Selon le décret publié le 5 mai à Diário da República (DR), sur les plages côtières du nord (entre Caminha et Espinho), la saison balnéaire s’étend jusqu’au 11 septembre.

Sur les plages fluviales, la saison balnéaire commence par étapes, à partir d’aujourd’hui dans les municipalités de Vila Nova de Cerveira et Ponte da Barca (district de Viana), Braga, Vila Verde et Póvoa de Lanhoso (Braga) et Gondomar (Porto).
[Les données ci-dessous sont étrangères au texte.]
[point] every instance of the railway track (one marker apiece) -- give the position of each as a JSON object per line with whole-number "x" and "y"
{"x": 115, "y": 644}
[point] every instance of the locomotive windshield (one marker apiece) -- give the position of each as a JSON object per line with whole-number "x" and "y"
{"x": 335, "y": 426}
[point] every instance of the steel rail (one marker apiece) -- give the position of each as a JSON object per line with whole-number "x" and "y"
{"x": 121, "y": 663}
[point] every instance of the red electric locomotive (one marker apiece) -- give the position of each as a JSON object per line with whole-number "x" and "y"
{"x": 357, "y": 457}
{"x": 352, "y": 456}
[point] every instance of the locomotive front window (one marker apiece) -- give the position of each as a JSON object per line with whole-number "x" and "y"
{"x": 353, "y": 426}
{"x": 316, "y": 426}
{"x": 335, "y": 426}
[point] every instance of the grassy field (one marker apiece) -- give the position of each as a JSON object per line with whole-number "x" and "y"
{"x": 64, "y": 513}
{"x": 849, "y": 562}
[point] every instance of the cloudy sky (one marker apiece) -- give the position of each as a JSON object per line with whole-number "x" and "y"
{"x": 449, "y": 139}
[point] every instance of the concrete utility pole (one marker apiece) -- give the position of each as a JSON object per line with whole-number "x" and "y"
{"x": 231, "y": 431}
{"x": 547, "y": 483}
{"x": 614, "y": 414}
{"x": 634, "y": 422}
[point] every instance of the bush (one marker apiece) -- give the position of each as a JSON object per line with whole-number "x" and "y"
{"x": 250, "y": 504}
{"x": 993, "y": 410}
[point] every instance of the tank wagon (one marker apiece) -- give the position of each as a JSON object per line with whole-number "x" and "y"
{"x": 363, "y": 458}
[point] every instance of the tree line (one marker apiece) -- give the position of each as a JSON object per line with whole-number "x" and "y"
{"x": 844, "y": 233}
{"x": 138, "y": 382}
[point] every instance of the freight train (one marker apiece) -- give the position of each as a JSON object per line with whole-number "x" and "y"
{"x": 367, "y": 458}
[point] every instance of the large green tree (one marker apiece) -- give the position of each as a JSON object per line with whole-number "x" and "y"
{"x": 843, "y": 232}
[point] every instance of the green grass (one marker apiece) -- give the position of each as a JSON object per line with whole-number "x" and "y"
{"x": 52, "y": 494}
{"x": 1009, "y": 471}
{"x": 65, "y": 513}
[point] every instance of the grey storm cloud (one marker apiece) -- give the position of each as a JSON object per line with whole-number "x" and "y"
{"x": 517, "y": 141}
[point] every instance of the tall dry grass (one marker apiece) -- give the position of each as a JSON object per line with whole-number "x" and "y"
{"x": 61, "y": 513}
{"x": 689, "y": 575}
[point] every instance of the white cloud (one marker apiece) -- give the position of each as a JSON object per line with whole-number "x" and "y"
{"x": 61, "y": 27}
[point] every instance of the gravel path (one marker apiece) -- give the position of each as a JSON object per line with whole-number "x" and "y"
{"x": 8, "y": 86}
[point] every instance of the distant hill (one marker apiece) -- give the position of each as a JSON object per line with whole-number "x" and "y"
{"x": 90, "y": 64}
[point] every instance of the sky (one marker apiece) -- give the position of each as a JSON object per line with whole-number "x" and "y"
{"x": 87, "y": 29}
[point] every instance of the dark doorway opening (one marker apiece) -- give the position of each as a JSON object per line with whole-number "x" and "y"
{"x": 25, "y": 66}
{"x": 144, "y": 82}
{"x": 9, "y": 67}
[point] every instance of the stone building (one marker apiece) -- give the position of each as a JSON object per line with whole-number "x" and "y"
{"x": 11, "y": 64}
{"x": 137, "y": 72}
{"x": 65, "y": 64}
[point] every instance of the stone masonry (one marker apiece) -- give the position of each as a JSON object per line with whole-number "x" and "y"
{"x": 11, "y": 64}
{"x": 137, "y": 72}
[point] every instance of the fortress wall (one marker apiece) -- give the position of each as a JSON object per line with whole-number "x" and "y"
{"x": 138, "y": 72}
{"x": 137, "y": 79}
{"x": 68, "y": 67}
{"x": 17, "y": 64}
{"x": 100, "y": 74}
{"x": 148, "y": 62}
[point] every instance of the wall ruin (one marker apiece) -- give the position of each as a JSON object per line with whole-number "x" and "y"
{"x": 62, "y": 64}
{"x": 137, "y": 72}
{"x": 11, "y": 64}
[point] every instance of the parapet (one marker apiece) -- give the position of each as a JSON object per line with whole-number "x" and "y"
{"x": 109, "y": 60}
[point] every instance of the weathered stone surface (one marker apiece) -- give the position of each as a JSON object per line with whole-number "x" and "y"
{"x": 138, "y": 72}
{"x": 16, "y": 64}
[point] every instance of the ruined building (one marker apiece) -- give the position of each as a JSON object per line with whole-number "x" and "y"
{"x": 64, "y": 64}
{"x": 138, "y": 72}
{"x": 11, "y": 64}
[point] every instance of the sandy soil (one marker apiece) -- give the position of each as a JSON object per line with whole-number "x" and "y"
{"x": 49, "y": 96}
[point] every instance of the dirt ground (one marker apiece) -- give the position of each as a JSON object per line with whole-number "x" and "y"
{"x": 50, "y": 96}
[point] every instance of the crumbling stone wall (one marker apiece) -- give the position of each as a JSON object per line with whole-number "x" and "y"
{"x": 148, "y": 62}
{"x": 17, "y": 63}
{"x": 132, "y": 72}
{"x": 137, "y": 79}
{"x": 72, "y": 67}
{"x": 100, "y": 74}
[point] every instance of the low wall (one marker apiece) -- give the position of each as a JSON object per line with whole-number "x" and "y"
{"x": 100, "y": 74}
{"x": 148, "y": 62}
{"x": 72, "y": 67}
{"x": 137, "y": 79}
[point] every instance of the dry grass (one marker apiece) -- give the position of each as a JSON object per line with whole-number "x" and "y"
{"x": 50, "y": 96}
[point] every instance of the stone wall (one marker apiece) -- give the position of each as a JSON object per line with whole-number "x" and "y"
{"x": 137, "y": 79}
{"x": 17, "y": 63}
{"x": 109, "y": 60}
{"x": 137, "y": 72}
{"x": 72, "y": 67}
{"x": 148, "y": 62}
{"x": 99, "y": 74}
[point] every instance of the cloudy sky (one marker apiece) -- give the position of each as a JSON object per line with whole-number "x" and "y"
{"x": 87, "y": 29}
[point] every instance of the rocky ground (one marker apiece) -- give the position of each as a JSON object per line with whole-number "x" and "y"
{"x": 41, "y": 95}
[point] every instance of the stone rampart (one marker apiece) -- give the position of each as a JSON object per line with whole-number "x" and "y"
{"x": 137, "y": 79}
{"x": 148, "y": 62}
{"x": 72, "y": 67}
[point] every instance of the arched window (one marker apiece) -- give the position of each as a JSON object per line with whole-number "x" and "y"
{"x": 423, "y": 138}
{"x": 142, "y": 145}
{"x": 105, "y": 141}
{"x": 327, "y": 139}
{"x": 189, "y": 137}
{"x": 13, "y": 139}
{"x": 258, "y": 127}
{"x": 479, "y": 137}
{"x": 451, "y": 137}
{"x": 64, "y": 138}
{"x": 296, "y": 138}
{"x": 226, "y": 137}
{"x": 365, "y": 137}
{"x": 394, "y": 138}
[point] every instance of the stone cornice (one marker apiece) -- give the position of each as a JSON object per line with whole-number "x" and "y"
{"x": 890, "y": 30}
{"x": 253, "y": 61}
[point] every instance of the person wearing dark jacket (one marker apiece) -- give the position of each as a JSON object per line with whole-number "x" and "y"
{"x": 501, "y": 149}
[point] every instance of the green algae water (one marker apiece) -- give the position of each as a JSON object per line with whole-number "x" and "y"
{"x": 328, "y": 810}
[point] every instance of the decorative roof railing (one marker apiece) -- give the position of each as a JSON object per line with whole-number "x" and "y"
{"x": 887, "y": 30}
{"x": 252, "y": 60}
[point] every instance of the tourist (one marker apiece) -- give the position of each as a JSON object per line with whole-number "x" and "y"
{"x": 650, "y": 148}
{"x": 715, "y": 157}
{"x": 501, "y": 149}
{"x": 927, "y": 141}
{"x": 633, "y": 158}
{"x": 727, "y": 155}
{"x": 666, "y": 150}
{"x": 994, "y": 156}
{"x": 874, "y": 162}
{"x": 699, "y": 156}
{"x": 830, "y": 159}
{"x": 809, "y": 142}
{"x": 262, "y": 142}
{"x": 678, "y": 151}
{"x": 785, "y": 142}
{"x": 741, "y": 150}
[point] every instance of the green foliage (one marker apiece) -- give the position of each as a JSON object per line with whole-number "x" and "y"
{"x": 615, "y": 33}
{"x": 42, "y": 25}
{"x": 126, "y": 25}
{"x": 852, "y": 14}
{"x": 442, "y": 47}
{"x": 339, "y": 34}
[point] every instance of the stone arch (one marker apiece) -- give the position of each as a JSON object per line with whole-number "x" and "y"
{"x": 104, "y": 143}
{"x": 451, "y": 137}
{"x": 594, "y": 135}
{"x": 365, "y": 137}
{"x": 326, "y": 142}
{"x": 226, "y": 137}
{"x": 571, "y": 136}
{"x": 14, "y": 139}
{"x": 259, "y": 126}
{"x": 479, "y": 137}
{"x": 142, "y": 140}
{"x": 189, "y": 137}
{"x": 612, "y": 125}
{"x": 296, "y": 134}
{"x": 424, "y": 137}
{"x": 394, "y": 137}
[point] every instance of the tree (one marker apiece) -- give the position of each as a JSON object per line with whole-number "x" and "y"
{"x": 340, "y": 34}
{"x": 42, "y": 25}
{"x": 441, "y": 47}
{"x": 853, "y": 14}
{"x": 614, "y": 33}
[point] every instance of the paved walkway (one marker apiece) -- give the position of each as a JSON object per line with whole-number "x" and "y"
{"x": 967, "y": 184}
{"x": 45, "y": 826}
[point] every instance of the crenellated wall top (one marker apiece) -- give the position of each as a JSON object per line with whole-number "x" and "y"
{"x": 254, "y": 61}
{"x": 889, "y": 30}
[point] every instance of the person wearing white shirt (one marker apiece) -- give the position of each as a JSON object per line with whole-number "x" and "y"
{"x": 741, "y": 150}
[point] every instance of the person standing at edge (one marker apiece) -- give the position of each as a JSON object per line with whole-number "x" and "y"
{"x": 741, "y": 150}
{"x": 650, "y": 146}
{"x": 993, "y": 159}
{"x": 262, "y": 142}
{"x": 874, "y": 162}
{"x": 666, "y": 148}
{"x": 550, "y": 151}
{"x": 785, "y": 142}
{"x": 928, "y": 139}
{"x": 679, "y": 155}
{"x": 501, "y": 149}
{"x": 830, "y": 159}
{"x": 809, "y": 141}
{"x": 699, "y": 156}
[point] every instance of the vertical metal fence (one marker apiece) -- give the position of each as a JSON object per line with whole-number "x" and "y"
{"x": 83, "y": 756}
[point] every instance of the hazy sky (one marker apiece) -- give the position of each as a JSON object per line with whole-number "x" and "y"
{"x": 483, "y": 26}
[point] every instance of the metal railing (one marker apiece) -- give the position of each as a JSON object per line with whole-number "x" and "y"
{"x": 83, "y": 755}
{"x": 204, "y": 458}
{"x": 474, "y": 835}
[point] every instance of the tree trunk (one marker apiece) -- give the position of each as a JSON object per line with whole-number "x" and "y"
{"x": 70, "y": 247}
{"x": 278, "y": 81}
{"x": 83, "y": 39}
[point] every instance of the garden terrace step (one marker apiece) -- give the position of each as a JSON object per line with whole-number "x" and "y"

Samedi, c’est au tour des plages fluviales de Cabeceiras de Basto et Terras de Bouro (Braga) et Vinhais (Bragança) de s’ouvrir aux baigneurs qui, s’ils choisissent Vieira do Minho (Braga) devront attendre le 15.

Le 16 juin, Arouca (Aveiro), Macedo de Cavaleiros (Bragança) et Valpaços (Vila Real) ouvrent, le 17 juin, Marco de Canaveses (Porto) ouvre, et les 1er et 2 juillet, il y a Caminha (Viana do Castelo), Castro Daire (Viseu), Fafe (Porto), Freixo de Espada a Cinta (Bragança), Mirandela (Bragança) et Sabugal (Guarda).

Dans les rivières, la fin de la saison balnéaire varie entre le 28 août à Arcos de Valdevez (Viana do Castelo) et le 18 septembre à Arouca (Aveiro) et Gondomar (Porto).

Au total, il y a 22 municipalités du Nord avec des plages fluviales, et Caminha, avec une rivière et cinq côtières, est la seule avec une double offre.

Vila Nova de Gaia, avec 24, Póvoa de Varzim (21), Vila do Conde (20) et Matosinhos (18), toutes dans le district de Porto, sont les municipalités qui ont ouvert le plus de plages côtières aux vacanciers, tandis que l’option pour les rivières, la disponibilité est plus grande à Sabugal (5), Mirandela (4) et Braga et Macedo de Cavaleiros, les deux avec trois.

L’année dernière, la saison balnéaire s’est ouverte le 12 juin sur la grande majorité des plages portugaises, qui étaient alors soumises pour la deuxième année consécutive à des règles de prévention, de confinement et d’atténuation de la transmission de l’infection par le covid-19.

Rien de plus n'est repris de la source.